— Машка, — сказал я, — за мной должок.
Она отодвинулась взглядом.
Я вынул два рубля и подал:
— Восемнадцать с половиной лет. Вот — взбрело в голову…
— Ты что, спятил? — осведомилась Машка с собранным лицом. Она, похоже, заподозрила, что я решил расплеваться и демонстрирую жест.
— Спокойно, — успокоил я. — Просто я, понимаешь, немножко разбогател, и вдобавок мне нечего делать; и вдруг как-то припомнилось…
Она с исчезающей опаской послушалась, взяла:
— И черт с тобой, — удивилась она. — Раньше я за тобой ненормальностей не замечала. Да раздевайся, чего встал. Или только за этим приехал?
— Обижаешь, мать, — облегченно поспешил я. — Накормишь?
— Другой разговор. Цветы. Ну обалдеть! Спасибо, — чмокнула меня и впервые удалилась из захламленной прихожей: — Вова! Кто к нам пришел!
Вовку Колесника, ее мужа, я знал со студенческих времен. Изменился он мало; приветствуя, мы друг друга похлопали.

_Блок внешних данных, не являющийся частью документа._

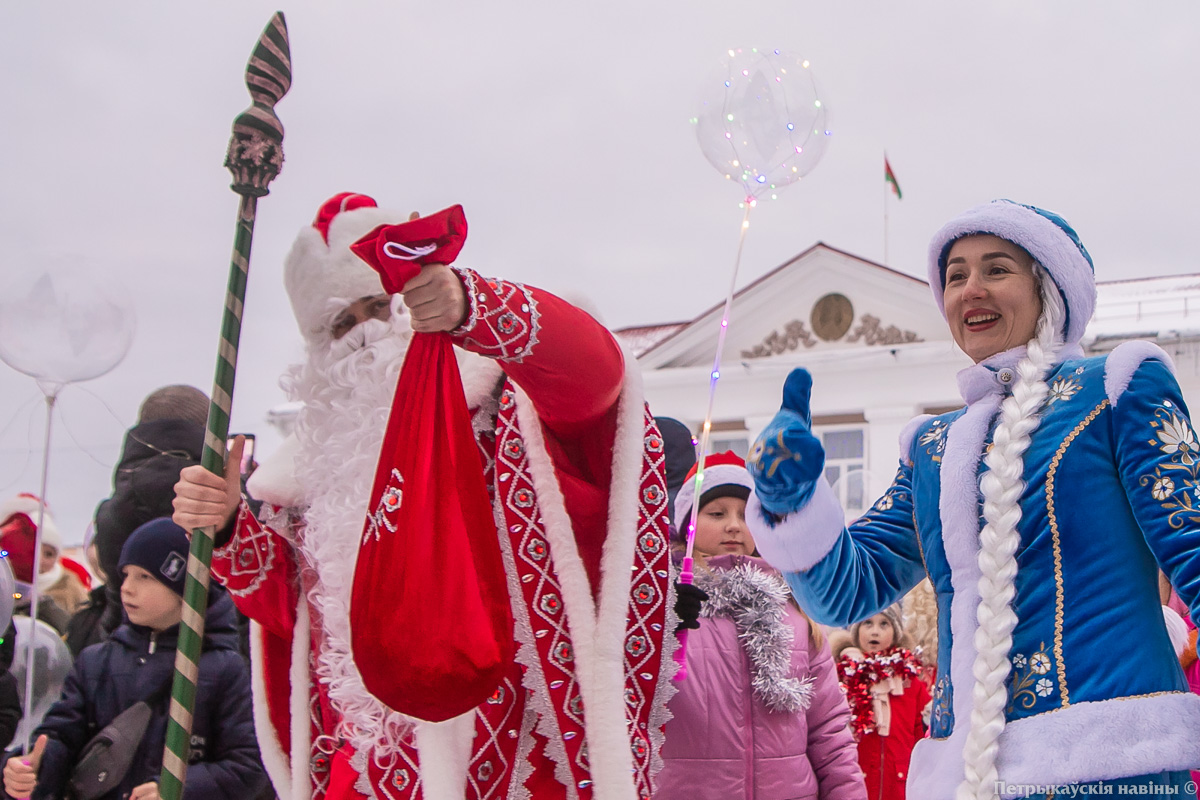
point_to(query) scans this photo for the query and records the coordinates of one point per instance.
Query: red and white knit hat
(27, 504)
(321, 265)
(725, 476)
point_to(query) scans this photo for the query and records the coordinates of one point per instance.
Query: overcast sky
(563, 128)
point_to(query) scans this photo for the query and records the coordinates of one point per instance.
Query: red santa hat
(27, 504)
(725, 476)
(321, 265)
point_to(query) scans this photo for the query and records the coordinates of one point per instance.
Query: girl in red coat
(887, 702)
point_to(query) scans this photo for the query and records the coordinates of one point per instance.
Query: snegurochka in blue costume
(1041, 512)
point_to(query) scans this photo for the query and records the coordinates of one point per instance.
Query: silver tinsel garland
(755, 601)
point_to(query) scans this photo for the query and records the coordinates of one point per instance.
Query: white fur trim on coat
(1042, 239)
(1123, 362)
(803, 537)
(275, 479)
(1083, 743)
(598, 632)
(444, 753)
(288, 771)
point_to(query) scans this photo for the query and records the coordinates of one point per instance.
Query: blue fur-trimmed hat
(1044, 235)
(160, 547)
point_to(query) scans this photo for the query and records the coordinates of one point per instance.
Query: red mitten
(431, 626)
(397, 252)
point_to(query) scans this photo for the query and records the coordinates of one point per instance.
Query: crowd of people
(955, 641)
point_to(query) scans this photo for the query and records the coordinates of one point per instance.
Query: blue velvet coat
(1111, 494)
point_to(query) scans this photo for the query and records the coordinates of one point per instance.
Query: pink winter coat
(725, 744)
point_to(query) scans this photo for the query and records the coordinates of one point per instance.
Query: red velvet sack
(431, 626)
(394, 250)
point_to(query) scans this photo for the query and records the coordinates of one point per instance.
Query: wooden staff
(255, 157)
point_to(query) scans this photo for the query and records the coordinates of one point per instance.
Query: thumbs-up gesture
(786, 461)
(21, 771)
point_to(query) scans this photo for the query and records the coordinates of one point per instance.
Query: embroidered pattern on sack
(384, 516)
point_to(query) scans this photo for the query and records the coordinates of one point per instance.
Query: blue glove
(786, 461)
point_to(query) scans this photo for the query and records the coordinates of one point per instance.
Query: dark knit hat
(160, 547)
(679, 452)
(175, 402)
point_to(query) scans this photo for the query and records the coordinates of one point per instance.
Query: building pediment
(823, 299)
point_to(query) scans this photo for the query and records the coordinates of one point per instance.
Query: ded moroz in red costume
(574, 468)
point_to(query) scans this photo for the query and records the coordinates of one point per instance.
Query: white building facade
(879, 350)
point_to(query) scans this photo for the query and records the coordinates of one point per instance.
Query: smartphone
(247, 455)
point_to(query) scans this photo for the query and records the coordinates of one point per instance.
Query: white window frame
(846, 465)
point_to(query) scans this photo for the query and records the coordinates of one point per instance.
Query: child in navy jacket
(137, 663)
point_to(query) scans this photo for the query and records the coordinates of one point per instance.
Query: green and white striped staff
(255, 157)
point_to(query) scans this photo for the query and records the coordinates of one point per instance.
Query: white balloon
(762, 121)
(64, 324)
(52, 665)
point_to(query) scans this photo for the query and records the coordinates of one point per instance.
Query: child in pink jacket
(760, 715)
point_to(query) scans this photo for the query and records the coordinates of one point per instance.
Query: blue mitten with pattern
(786, 459)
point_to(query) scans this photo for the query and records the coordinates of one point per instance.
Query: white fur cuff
(804, 536)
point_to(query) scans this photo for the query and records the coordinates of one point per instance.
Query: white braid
(1002, 486)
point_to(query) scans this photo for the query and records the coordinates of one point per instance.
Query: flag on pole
(889, 178)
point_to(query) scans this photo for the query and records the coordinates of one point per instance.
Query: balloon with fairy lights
(763, 124)
(762, 121)
(59, 325)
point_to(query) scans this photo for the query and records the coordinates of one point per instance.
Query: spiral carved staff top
(256, 149)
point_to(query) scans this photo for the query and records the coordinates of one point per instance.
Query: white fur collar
(275, 480)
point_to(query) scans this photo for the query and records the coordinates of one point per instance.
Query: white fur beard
(347, 390)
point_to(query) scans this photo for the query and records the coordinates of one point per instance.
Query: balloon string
(714, 376)
(687, 576)
(37, 563)
(405, 252)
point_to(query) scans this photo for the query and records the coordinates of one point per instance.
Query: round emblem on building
(832, 317)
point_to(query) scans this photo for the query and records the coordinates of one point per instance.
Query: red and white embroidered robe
(575, 465)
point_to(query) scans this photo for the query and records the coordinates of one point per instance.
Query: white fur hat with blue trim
(1044, 235)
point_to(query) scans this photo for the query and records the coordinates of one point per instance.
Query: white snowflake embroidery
(1163, 488)
(1063, 389)
(1177, 438)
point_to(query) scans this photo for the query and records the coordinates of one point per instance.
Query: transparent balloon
(64, 323)
(762, 120)
(52, 663)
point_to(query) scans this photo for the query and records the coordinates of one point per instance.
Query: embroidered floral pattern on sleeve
(1030, 683)
(250, 552)
(934, 440)
(503, 319)
(942, 716)
(1175, 481)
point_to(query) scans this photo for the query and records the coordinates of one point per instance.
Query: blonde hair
(1002, 486)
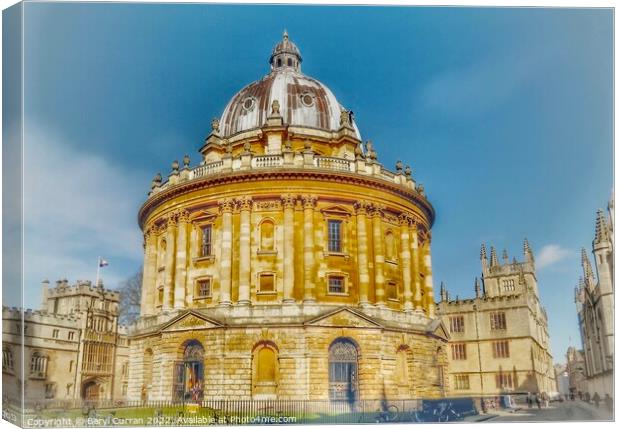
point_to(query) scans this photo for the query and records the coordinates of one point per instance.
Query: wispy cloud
(551, 254)
(76, 207)
(483, 85)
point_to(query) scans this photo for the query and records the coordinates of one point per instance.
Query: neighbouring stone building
(73, 347)
(289, 263)
(499, 340)
(576, 368)
(594, 297)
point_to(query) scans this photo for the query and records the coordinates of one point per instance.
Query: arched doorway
(91, 391)
(189, 373)
(343, 373)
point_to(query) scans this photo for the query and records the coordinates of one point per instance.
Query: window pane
(334, 237)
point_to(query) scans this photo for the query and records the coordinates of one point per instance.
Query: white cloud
(77, 207)
(550, 254)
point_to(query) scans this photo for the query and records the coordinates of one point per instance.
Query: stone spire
(494, 261)
(601, 233)
(527, 252)
(442, 292)
(587, 269)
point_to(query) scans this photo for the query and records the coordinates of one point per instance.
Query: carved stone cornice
(244, 203)
(226, 205)
(405, 219)
(248, 177)
(309, 201)
(362, 207)
(288, 201)
(183, 216)
(268, 205)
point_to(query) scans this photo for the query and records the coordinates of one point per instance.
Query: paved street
(557, 411)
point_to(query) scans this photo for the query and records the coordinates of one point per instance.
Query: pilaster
(405, 256)
(362, 251)
(377, 235)
(309, 203)
(181, 260)
(226, 208)
(288, 204)
(245, 207)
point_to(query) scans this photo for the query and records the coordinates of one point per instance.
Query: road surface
(558, 411)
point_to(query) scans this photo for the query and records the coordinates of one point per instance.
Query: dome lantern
(285, 55)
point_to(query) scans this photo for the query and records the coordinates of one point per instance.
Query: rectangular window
(392, 291)
(334, 234)
(457, 324)
(461, 381)
(267, 283)
(459, 351)
(503, 381)
(203, 288)
(206, 246)
(336, 284)
(498, 321)
(50, 390)
(160, 296)
(500, 349)
(7, 360)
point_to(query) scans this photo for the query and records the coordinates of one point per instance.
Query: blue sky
(504, 114)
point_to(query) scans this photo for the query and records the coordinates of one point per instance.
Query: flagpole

Продолжалось обыденно: ну, пришел в гости… быстрое хлопотание, стол, рюмки, цветы в вазе. Представили свою шестнадцатилетнюю дочку, довольно милую, попутно упрекнув ее в слабовыраженности интересов. Сели вчетвером. Машка сияла.
— Где работаешь-то?
— Пишу, — сказал я; не то чтобы я надеялся, что они меня читали…
— Да? Где тебя печатали?
— Ерунда, — небрежно махнул я рукой. — Так, печатаюсь. Телефильм тут недавно, «Зимний отпуск», не смотрели?
— Нет. А что, ты ставил?
— Не совсем, — сценарий мой.
— Так молодец!. — стали радоваться они. — Его по второй программе еще будут показывать? знали бы… чего ты не предупредил-то.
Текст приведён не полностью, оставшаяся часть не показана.